General characteristics
- Class & type: Valerian Kuybyshev-class river cruise ship
- Tonnage: 6,338 GT; 602 DWT;
- Displacement: 3,950 t
- Length: 135.75 m (445.4 ft)
- Beam: 16.8 m (55 ft)
- Draught: 2.9 m (9.5 ft)
- Decks: 5 (4 passenger accessible)
- Installed power: 3 x 6ЧРН36/45 (ЭГ70-5)2,208 kilowatts (2,961 hp)
- Propulsion: 3 propellers
- Speed: 26 km/h (16 mph; 14 kn)
- Capacity: 299 passengers
- Crew: 103

= Sergey Kuchkin (ship) =

Sergey Kuchkin (Серге́й Кучкин) (former Georgiy Dimitrov) is a Valerian Kuybyshev-class (92-016, OL400) Soviet/Russian river cruise ship, cruising in the Volga basin.
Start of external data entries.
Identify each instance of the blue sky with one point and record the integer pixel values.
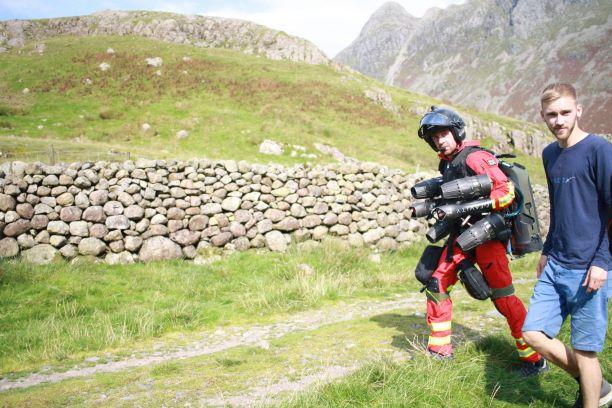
(331, 25)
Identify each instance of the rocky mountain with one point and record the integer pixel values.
(210, 32)
(380, 41)
(497, 55)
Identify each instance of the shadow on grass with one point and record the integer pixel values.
(504, 383)
(501, 361)
(414, 331)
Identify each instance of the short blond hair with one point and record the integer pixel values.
(556, 90)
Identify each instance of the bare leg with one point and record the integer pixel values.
(590, 377)
(554, 351)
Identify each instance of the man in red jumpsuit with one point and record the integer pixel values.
(444, 130)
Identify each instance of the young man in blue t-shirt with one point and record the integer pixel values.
(575, 262)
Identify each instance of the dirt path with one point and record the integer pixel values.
(235, 336)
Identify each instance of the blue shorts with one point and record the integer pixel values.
(559, 293)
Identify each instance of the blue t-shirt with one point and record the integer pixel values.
(580, 188)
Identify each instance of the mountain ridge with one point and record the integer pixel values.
(202, 31)
(497, 56)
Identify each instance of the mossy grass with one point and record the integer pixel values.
(229, 103)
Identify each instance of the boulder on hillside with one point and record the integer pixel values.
(270, 147)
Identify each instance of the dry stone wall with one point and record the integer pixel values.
(153, 209)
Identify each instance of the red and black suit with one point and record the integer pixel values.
(471, 160)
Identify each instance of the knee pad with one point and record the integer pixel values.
(502, 292)
(428, 263)
(432, 291)
(473, 281)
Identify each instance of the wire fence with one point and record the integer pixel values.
(54, 155)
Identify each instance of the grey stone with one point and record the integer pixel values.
(121, 258)
(98, 197)
(125, 199)
(25, 210)
(92, 246)
(17, 228)
(98, 231)
(58, 241)
(198, 222)
(69, 214)
(26, 241)
(319, 232)
(65, 199)
(133, 243)
(185, 237)
(79, 229)
(8, 247)
(41, 254)
(69, 251)
(119, 222)
(387, 244)
(330, 219)
(50, 181)
(175, 214)
(42, 209)
(231, 204)
(356, 240)
(374, 235)
(237, 229)
(94, 214)
(211, 209)
(339, 229)
(221, 239)
(42, 237)
(134, 212)
(113, 208)
(288, 224)
(311, 221)
(274, 215)
(264, 226)
(116, 246)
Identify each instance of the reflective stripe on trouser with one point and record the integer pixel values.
(526, 353)
(438, 319)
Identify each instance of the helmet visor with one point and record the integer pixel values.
(433, 120)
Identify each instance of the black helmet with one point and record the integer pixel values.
(440, 118)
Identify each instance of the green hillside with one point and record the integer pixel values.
(229, 103)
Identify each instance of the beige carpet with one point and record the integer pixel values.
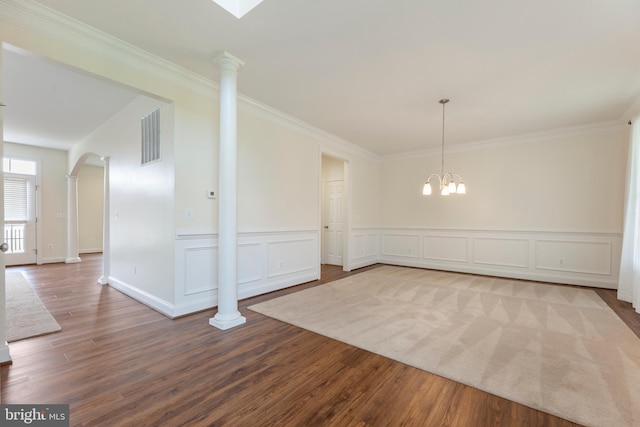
(555, 348)
(26, 314)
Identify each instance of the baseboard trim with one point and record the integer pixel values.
(5, 356)
(144, 297)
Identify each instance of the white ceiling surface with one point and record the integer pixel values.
(51, 106)
(372, 71)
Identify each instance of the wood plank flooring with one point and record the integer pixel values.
(120, 363)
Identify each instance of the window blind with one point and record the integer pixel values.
(15, 199)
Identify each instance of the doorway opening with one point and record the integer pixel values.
(334, 204)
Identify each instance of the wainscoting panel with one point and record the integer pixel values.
(579, 258)
(364, 247)
(401, 245)
(289, 256)
(267, 261)
(445, 248)
(574, 256)
(201, 265)
(504, 252)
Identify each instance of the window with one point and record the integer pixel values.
(16, 213)
(150, 127)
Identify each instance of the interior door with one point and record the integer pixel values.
(334, 205)
(20, 219)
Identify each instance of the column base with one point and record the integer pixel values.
(225, 322)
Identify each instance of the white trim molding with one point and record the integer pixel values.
(267, 261)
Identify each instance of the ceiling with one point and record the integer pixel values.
(372, 71)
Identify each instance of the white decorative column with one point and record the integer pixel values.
(106, 227)
(228, 315)
(73, 254)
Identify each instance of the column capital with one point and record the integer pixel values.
(225, 59)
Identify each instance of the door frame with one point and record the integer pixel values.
(346, 226)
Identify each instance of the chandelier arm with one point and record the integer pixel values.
(437, 176)
(442, 166)
(455, 175)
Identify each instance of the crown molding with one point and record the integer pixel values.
(325, 138)
(50, 23)
(587, 129)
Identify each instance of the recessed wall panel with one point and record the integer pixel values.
(290, 256)
(404, 245)
(445, 248)
(201, 269)
(574, 256)
(501, 251)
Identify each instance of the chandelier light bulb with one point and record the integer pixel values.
(447, 181)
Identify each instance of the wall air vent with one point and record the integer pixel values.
(150, 127)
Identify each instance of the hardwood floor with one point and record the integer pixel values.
(120, 363)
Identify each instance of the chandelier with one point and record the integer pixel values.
(449, 183)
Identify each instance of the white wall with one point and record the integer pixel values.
(573, 183)
(141, 202)
(90, 208)
(52, 209)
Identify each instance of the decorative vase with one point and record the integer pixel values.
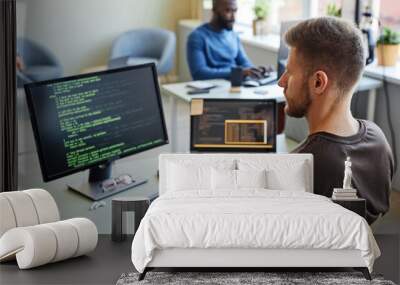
(387, 54)
(259, 27)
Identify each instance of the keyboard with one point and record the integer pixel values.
(271, 77)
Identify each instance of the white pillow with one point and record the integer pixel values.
(293, 180)
(281, 174)
(188, 177)
(251, 178)
(223, 179)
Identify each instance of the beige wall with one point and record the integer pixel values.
(80, 32)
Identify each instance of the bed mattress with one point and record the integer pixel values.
(250, 219)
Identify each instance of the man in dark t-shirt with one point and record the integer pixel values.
(325, 62)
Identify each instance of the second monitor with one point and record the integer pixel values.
(233, 125)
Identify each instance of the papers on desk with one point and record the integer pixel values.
(201, 85)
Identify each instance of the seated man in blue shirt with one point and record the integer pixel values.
(213, 49)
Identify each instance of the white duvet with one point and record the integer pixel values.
(250, 219)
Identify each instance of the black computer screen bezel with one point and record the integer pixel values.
(238, 149)
(36, 132)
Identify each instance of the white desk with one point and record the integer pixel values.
(222, 91)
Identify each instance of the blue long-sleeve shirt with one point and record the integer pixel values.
(212, 54)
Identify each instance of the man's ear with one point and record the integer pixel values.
(319, 82)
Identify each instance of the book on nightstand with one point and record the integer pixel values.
(344, 194)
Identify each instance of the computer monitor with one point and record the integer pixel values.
(90, 120)
(238, 125)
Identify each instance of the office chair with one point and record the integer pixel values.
(143, 46)
(40, 63)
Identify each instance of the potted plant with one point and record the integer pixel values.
(333, 10)
(388, 47)
(260, 9)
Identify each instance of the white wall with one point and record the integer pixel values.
(80, 32)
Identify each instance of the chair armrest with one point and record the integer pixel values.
(41, 244)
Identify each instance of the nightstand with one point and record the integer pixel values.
(358, 205)
(139, 205)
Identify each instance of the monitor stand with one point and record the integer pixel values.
(102, 185)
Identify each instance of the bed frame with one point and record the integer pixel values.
(242, 259)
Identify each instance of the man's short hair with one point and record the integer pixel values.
(332, 45)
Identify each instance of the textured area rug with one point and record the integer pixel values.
(243, 278)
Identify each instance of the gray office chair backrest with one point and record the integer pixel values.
(151, 43)
(283, 51)
(40, 63)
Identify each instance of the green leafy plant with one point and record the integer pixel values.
(389, 37)
(261, 9)
(333, 10)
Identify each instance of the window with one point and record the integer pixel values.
(287, 10)
(390, 14)
(280, 10)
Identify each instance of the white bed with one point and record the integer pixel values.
(222, 210)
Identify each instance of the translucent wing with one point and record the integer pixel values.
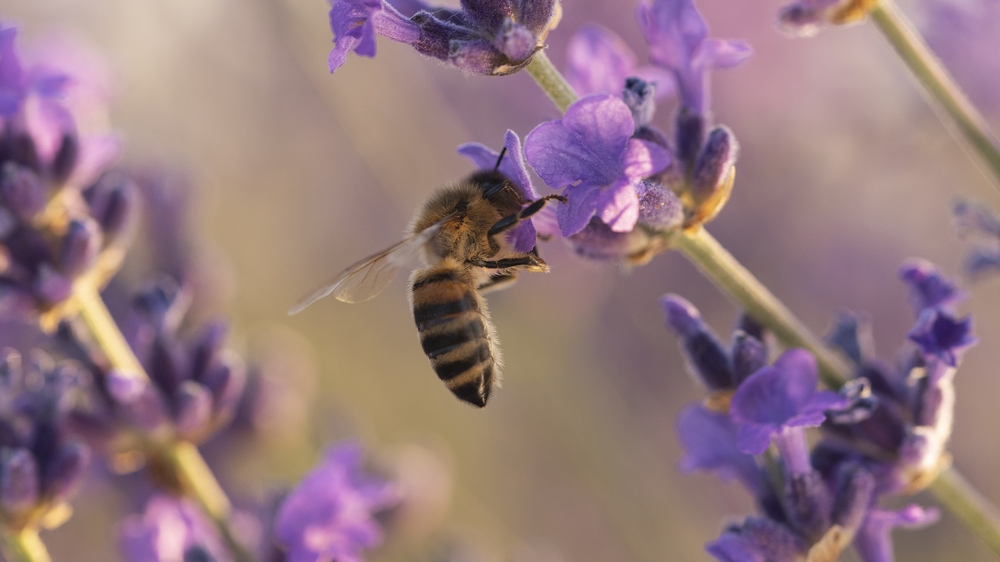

The ship was built by Slovenské Lodenice at their shipyard in Komárno, Czechoslovakia, and entered service in 1979. At 3,950 tonnes, Sergey Kuchkin is one of the world's biggest river cruise ships. Her sister ships are Valerian Kuybyshev, Mikhail Frunze, Feliks Dzerzhinskiy, Fyodor Shalyapin, Mstislav Rostropovich, Aleksandr Suvorov, Semyon Budyonnyy and Georgiy Zhukov. Sergey Kuchkin is currently operated by Vodohod, a Russian river cruise line. Her home port is currently Nizhny Novgorod.

==Features==
The ship has two restaurants, three bars, solarium, sauna and resting area.